Mommy’s Baby, Clannie’s Maybe

Despite what you may think and despite how often she’s alone Merrill is a sociable girl. She loves talking to people and her entire thought process is based on what she can do for her clan and her people. How she can benefit them and how she can become accepted by them. Our Elven apprentice wants to be wanted and needs to be needed. Because Merrill was apprentice to Marethari and comes from a different clan she had difficulty bonding with the rest of the clan. Whereas all the other Dalish elves knew each other since birth she knew them after she was became the First. Where the members of the clan learn the necessary Dalish skills and spend time together Merrill is learning lore and magic well away from the rest.

One of the first things we see this cute Elven prodigy do is perform a ritual to resurrect Flemeth. It’s a subtle way to show just how powerful and competent Merrill really is that she’s allowed to do something so important.

This is where that inferiority complex and her obsession with the mirror come into play. Because she has no real bonds she feels like she doesn’t belong in the clan. Because she has poor people skills she can’t really talk to others without making an (adorable) fool of herself. This results in everyone and their mother underestimating her. How can you take such a sweet little girl seriously? Don’t you just want to hug her? I certainly do. But the thing is that this girl is also a Elven prodigy. She knows an incredible amount of Dalish lore and is considered a powerful mage in the old magics by Marethari. She spends seven years working on the mirror, trying to restore it in order to benefit her people. This required her to do research on spirits, blood magic, the mirror, even more Dalish lore,… She’s very intelligent. She just has a lot of difficulty actually communicating this to others. This definitely causes her to harbor some bitterness and jealousy towards people like Hawke; skilled individuals who are also more than capable of showing that they’re strong and powerful. Hawke’s charming, sarcastic, kind and proving himself comes so easily. Compare that to Merrill, who can’t open her mouth without saying something embarrassing.
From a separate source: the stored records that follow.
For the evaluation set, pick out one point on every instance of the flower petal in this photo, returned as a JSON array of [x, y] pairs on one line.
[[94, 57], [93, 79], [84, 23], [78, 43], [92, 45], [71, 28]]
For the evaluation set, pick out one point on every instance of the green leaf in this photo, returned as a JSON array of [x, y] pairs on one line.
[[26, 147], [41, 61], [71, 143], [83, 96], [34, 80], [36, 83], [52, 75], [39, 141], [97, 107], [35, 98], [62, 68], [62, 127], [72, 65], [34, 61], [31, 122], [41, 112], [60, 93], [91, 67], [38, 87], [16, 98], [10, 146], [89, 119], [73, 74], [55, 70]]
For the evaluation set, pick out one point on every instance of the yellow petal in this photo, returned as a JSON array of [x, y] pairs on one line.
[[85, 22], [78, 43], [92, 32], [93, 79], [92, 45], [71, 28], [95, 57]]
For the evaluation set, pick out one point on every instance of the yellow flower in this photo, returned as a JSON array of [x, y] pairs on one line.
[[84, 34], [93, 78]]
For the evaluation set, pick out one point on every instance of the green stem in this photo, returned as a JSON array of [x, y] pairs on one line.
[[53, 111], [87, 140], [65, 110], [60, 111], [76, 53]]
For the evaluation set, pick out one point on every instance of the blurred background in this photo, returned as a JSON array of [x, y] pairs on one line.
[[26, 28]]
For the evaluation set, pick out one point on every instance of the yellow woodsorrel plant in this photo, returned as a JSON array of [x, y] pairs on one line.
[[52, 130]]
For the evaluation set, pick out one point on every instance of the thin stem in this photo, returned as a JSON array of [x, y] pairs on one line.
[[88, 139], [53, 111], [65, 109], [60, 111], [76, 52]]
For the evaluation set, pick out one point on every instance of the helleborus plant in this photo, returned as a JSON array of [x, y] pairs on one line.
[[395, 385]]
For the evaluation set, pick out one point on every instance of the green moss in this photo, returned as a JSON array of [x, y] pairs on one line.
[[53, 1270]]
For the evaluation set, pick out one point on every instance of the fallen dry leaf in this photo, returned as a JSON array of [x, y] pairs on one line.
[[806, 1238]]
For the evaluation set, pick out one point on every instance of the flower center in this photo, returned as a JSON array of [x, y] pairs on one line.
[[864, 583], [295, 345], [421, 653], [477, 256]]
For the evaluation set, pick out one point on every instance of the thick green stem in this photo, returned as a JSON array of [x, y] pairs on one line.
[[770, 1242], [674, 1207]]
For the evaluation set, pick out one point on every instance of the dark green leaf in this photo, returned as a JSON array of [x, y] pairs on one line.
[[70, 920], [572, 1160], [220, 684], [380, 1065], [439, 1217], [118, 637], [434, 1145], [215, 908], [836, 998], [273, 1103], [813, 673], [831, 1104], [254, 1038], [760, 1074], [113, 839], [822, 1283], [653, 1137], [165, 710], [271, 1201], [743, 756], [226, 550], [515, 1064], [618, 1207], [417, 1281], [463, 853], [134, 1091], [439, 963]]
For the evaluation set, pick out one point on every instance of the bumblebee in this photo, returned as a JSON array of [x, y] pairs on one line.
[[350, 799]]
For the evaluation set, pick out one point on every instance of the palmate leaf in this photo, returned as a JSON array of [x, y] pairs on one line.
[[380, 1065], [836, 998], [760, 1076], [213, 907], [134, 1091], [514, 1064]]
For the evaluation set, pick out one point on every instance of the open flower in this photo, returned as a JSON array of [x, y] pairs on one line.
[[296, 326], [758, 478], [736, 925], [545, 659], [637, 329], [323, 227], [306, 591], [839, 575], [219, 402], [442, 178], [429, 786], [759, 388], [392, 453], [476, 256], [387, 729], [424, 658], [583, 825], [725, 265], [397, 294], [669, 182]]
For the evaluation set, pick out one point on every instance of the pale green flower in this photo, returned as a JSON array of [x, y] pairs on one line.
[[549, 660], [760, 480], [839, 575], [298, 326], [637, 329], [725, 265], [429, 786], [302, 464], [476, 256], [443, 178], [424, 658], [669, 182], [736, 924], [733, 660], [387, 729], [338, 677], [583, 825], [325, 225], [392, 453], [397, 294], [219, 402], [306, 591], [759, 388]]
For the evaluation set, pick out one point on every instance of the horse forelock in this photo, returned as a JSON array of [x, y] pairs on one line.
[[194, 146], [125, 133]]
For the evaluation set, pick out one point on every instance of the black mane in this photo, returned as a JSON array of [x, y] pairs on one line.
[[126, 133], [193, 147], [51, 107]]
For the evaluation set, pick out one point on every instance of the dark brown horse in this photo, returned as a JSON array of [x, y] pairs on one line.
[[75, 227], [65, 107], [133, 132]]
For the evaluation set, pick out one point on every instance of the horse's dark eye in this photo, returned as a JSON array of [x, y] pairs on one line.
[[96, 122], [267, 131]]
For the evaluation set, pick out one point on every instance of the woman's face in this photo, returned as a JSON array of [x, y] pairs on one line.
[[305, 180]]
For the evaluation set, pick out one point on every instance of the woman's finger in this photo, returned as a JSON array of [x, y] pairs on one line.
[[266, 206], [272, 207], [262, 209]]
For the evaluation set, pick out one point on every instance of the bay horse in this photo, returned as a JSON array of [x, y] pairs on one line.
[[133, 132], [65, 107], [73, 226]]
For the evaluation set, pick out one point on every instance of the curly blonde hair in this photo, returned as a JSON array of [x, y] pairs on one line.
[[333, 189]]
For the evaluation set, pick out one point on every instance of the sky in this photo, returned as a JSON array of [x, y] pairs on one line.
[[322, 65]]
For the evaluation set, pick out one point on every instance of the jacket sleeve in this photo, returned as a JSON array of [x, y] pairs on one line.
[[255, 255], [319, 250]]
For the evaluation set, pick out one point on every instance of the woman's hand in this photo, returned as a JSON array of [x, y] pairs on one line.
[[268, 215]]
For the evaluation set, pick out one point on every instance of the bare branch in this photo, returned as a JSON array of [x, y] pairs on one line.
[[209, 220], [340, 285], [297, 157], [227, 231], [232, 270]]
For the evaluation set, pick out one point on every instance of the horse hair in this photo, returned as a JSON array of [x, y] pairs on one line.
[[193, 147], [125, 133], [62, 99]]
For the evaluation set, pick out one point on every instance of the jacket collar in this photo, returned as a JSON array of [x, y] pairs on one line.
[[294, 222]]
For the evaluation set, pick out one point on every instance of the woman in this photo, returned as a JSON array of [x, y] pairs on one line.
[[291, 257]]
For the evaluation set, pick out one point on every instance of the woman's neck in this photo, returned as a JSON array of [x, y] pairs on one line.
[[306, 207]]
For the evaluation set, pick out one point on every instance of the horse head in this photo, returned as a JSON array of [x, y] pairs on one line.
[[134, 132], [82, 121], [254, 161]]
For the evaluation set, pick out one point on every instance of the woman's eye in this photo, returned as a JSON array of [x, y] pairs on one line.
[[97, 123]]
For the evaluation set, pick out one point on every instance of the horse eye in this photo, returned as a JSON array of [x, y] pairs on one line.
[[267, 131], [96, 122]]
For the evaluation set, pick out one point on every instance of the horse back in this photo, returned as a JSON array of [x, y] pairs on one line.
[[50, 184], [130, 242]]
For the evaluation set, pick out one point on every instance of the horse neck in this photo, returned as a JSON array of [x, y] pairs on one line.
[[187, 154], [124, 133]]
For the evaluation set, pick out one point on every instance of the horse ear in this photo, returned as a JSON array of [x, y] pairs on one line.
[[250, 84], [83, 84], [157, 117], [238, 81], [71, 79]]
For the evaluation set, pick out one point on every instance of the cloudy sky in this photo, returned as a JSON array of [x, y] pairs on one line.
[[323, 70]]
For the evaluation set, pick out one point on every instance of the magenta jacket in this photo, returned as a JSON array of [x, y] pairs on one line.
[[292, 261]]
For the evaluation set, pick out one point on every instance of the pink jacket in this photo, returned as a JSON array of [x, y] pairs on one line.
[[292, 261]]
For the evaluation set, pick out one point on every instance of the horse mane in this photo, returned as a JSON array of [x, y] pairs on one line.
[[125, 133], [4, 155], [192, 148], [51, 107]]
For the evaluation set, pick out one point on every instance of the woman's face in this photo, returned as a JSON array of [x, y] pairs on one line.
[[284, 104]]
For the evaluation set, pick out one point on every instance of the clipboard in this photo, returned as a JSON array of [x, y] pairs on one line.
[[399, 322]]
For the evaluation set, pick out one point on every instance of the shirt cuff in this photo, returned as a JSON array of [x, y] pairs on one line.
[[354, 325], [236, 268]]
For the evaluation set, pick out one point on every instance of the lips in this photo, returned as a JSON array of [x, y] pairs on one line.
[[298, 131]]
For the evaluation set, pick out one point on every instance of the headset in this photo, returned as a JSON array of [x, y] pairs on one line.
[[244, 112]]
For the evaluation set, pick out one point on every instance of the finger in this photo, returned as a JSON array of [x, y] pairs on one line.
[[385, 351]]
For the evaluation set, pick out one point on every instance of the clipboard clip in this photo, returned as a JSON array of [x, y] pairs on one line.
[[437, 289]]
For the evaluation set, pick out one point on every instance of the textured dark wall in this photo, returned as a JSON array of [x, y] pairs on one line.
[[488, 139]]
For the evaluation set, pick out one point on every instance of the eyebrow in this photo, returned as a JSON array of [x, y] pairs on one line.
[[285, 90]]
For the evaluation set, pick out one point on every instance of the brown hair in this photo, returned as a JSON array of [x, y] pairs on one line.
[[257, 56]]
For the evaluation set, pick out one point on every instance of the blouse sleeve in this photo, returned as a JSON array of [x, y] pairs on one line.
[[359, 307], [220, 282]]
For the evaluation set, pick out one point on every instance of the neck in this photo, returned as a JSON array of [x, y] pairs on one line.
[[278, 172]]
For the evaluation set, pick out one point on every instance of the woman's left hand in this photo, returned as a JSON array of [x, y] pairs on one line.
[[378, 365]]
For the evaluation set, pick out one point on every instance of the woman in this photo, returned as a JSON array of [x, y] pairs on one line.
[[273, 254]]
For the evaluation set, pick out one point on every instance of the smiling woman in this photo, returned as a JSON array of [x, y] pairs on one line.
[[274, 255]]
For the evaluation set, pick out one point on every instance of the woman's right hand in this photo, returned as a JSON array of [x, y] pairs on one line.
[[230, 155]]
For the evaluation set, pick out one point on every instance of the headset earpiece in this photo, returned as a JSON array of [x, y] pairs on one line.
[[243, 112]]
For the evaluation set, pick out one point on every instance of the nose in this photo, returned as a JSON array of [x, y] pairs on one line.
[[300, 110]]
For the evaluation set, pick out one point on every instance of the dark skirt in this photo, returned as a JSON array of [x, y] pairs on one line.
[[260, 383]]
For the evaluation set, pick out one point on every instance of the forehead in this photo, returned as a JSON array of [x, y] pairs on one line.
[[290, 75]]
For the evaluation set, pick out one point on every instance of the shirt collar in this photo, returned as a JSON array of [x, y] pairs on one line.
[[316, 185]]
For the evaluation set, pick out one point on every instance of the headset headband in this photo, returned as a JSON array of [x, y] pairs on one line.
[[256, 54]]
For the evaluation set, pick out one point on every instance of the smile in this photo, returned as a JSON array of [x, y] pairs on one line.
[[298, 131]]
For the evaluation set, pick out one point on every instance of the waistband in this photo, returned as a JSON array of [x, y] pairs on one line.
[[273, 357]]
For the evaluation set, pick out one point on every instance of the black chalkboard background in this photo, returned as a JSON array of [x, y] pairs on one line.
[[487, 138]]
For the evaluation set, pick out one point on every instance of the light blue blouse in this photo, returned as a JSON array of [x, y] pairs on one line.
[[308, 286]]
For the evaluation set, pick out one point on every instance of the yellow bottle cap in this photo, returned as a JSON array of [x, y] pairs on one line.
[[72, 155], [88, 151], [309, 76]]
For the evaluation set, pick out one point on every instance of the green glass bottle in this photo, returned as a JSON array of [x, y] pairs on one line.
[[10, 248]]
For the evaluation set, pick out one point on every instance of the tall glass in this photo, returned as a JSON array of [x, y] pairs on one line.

A few seconds before Pol realised just how big of a booboo he made running into the lair of the Varterral.

This all results in Merrill wanting to prove herself, in wanting to show to the clan that she is a valuable addition and that she can become a reliable keeper. She wants to prove herself and the mirror is her opportunity to do so. It’s an old Elven artifact, it’s magical and if she can fix it she would actually find a new part of the ancient history. She would become a hero. This mindset is very apparent throughout all of her personal quests, because even if she’s working for the clan, the rest of the Dalish hate her guts and Pol was so afraid of her that he’d rather run to his death; as long as she fixes the mirror everything will be alright. So is it any wonder that she’s so obsessed with it? In her mind it’s her one chance at redemption and glory.

And that is what I like about this character. Suddenly that cuteness gets a dark undertone. Suddenly all of those moments where she makes an adorable fool of herself demonstrate her biggest problems. Nobody takes her seriously or thinks she’ll amount to anything because she says something stupid every time she opens her mouth. It’s very good writing, as it triggers an instinctive desire to protect her and to take care of her. A reflex she absolutely despises, which creates a vicious cycle of her stubbornly clinging to her beliefs.

Pride Cometh Before Marethari’s Fall

A possessed Marethari dying after choosing to pay Merrill’s price for her.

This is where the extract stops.